A car travels at a constant speed around a circular track whose radius is 2.77 km. The car goes once around the track in 361 s. What is the magnitude of the centripetal acceleration of the car? A car travels at a constant speed around a circular track whose radius is 2.77 km. The car goes once around the track in 361 s. What is the magnitude of the centripetal acceleration of the car? @Physics

Answer 1

Centripetal acceleration is given by:
\[\Large {a_c} = \frac{{{v^2}}}{r}\]
To get the velocity, work out the linear distance of the track - i.e. the circumference of the circle - and how far was travelled in this time, remembering to convert from km to m (1km = 1*10^3m):
\[\Large d = 2\pi r = 2 \cdot \pi \cdot 2.77 \times {10^3} = 17404{\rm{ m}}\]

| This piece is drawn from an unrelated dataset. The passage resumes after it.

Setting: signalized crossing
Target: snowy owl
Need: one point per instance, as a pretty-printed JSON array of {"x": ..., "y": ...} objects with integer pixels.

Given that the velocity was constant, we can then take the average velocity:
\[\Large v = \frac{d}{t} = \frac{{17404}}{{361}} = 48.2{\rm{ m}}{{\rm{s}}^{ - 1}}\]
Plug this into the centripetal acceleration formula:
\[\Large {a_c} = \frac{{{{48.2}^2}}}{{2.77 \times {{10}^3}}} = 0.839{\rm{ m}}{{\rm{s}}^{ - 2}}\]And there we have it.